Nehanda fixes a golden mask over her face as her soldiers smash their orbs into the sand.
CHAPTER EIGHT
ZÉLIE
WHAT IN THE GODS’NAMES?
I step back, pressing into the wooden stage. The black liquid spreads across the sand like the tide, foaming and frothing until it takes to the air as a gas.
The dark clouds overtake the crowd, but nothing happens to the kosidán it hits. The tîtáns caught in its path merely cough.
It’s the maji who scream like their nails are being ripped off.
“Help!”
A young maji scratches at his throat. His light brown skin sizzles and burns. He struggles to scream as he chokes on the black smoke.
In that instant it dawns on me, the true nature of this attack. The poison of majacite, but not in chains or swords.
In the air.
As agas.
“Go!” I scream at Tzain and Amari, clawing myself onto the wooden platform. Fear strikes my core like a battering ram. My feet go numb as I climb.
The majacite cloud moves through the dome, its thick mass expanding like a storm. Shouts and panic fill the air as maji scatter, trampling over one another in their dash for the far exits.
“Don’t let one rebel escape!” Nehanda thunders above the masses. “Orïsha must be protected from their madness!”
“Mother, please!” Amari yells, but Tzain yanks her off the stage.
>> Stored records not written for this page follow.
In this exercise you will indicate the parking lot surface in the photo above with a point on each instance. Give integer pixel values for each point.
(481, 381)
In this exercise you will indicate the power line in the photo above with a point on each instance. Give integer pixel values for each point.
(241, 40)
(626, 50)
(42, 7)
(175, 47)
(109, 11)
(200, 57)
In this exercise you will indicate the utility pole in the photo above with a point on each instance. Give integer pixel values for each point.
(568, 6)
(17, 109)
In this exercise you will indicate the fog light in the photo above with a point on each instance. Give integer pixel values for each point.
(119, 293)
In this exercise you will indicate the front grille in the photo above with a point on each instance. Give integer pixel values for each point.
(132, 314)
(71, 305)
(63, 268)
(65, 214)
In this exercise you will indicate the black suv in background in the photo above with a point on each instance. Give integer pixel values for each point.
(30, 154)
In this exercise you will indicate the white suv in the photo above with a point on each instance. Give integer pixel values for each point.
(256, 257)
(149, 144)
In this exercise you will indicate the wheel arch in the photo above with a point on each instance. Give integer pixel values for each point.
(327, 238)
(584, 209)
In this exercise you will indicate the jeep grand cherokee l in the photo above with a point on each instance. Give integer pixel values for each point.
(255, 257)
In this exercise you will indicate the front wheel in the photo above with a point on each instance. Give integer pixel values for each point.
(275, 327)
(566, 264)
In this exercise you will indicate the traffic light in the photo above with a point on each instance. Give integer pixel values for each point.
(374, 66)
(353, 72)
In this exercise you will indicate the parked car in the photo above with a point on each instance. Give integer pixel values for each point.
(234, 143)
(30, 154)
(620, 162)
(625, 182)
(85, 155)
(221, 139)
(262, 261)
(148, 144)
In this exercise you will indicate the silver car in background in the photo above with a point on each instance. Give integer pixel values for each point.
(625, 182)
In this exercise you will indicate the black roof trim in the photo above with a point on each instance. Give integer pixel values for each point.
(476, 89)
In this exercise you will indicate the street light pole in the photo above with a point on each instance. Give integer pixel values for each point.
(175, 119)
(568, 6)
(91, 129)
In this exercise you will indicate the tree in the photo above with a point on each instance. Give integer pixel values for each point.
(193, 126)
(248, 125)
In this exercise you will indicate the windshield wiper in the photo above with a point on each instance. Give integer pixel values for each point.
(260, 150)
He grabs my arm as he charges through the people in our way, pulling us through the hysteria.
The queen’s personal guard closes in from all sides, golden armor flashing as they run. Like Nehanda, their forearms gleam with matching gauntlets. Golden masks sit over their noses.
“Attack!” Nehanda orders, and I wait to see more majacite blades or glass orbs. But when the guards’ hands glow green with ashê, I realize the reason behind their special rank.
They aren’t just her personal guard.
They’re her own legion of tîtáns.
Horror consumes me as the tîtáns’ powers break free and they target a group of fleeing maji. Circles of sand harden around maji’s feet like cement. Sand pillars shoot from the ground, striking my people in the back.